There would instantly be wonder about the why, of course. And that question grows mightily despite the ubiquitous "for personal reasons" explanation from the school and Ahuna's "beyond my control" reason in her statement yesterday.
In the nearly 30 years of athletics at HPU there has been no more decorated coach at the downtown campus. Two Division II national championships. Five conference titles. A 206-58 (78 percent winning percentage) record in 10 seasons. A commanding body of work that carried with it considerable respect in the sport.
Not the kind of thing you easily step away — or are dragged away — from. Not when you have invested so much and not when it is a resume that many people expected to catapult Ahuna into a sure finalist for the UH job when Shoji left some day.

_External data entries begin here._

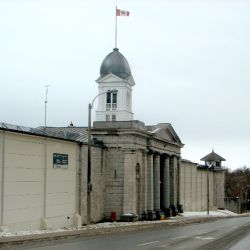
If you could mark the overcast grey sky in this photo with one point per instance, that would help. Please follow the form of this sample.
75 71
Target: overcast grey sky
190 61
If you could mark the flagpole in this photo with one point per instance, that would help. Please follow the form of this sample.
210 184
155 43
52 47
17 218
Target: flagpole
115 27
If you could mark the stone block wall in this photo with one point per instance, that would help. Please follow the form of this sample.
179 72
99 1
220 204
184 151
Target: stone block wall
193 187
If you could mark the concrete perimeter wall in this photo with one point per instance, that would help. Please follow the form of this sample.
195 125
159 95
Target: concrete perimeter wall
31 188
193 185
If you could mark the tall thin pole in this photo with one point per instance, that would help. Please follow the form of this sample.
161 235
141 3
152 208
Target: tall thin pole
207 190
115 26
89 185
45 103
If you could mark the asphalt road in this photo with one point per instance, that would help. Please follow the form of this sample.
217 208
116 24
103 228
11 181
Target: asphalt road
230 233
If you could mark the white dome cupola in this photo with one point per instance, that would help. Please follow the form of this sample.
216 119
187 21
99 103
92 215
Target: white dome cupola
115 74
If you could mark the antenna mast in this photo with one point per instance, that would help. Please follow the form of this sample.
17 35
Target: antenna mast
45 103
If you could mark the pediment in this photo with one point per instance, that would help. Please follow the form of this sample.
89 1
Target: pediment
165 131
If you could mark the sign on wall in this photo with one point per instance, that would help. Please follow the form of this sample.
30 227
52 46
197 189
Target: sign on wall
60 160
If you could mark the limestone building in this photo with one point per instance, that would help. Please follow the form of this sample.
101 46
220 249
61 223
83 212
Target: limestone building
135 168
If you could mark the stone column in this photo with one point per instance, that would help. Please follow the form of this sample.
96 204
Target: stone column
129 189
157 193
166 183
150 183
173 181
145 183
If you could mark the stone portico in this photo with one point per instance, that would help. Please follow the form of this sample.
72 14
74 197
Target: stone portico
142 166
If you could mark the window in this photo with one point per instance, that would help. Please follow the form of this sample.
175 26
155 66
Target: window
107 118
111 101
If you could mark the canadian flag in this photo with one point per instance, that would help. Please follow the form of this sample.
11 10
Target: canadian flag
122 12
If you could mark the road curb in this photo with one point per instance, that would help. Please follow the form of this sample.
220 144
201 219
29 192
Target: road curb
84 232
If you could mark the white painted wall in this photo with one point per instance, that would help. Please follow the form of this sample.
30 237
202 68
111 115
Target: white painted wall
32 189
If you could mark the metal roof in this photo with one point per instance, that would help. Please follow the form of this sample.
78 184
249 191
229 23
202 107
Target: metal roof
79 134
213 157
116 64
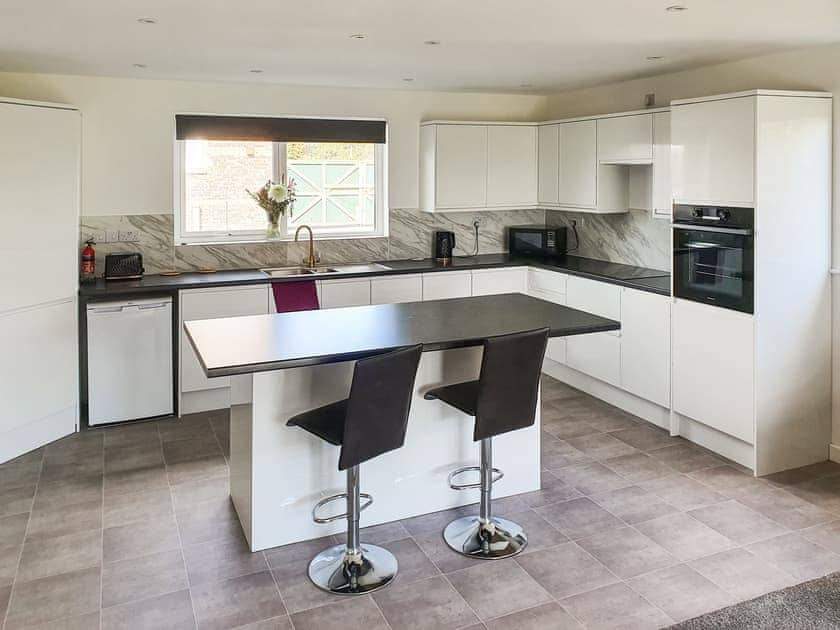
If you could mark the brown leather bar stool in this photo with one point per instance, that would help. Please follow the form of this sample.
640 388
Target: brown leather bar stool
503 399
372 421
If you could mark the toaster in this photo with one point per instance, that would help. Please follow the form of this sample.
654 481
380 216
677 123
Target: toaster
123 266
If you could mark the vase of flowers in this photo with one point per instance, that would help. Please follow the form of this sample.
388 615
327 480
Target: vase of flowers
275 198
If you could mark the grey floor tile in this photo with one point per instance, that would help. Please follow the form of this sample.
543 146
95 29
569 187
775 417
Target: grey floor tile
139 539
741 574
685 537
54 597
601 446
799 557
220 560
566 570
123 509
681 592
236 602
682 492
41 558
493 589
552 490
626 552
431 604
579 517
539 618
737 522
143 578
613 607
359 612
591 478
172 611
633 505
50 522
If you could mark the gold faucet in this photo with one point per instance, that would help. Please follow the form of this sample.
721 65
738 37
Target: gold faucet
311 260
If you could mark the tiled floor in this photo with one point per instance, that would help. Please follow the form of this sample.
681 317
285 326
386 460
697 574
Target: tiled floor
131 527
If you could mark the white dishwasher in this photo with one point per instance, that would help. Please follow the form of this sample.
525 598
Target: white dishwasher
129 360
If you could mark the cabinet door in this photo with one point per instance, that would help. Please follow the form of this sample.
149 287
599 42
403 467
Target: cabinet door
496 281
713 152
548 163
447 284
646 345
210 304
713 367
461 166
338 293
661 174
511 165
578 164
626 139
396 289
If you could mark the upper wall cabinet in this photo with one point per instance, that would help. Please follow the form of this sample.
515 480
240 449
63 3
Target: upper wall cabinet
626 139
713 151
465 166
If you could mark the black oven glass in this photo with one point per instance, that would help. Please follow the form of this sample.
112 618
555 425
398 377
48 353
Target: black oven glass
715 267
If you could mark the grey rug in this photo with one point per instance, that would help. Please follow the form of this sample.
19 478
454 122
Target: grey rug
812 605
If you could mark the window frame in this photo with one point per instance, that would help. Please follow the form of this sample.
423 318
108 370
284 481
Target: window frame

Those people included Shoji, her once-upon-a-time coach (1984-87) in Manoa. "Naturally, I thought she'd be a candidate for my job when it became time," Shoji said. "She's obviously familiar with the program, has paid her dues at the Division II level. I would have thought she would have been a natural candidate."
Indeed, what Ahuna has managed to do at HPU has been remarkable — mixing local, Mainland and foreign players. Seeing her take them through pre-dawn workouts on the Roosevelt High track is to glimpse both her dedication and what she demands of her players.
"I'm not sure anybody else could have done as much with what she had," Shoji said. "Especially in her situation with no (campus) gym, no practice facilities and the campus really isn't a normal campus. It can be a tough place to recruit to and a tough place to win."
Whatever the Sea Warriors' program has become, it has been Ahuna who made it so. "Coaching," Shoji said, "just like she played. She put everything into it. She played every point hard and coached the same way."
Once, well before there was a revolving door on the administration and coaches' offices, HPU was a place where you could match the names of the coaches and the sports with ease. All were easily identifiable. And winners.
There was, for example, Tony Sellitto in basketball. Allan Sato in baseball. And, of course, Tita Ahuna in volleyball.
Now there are none of the above. And for all the statements, we are still left to shake our heads and wonder why.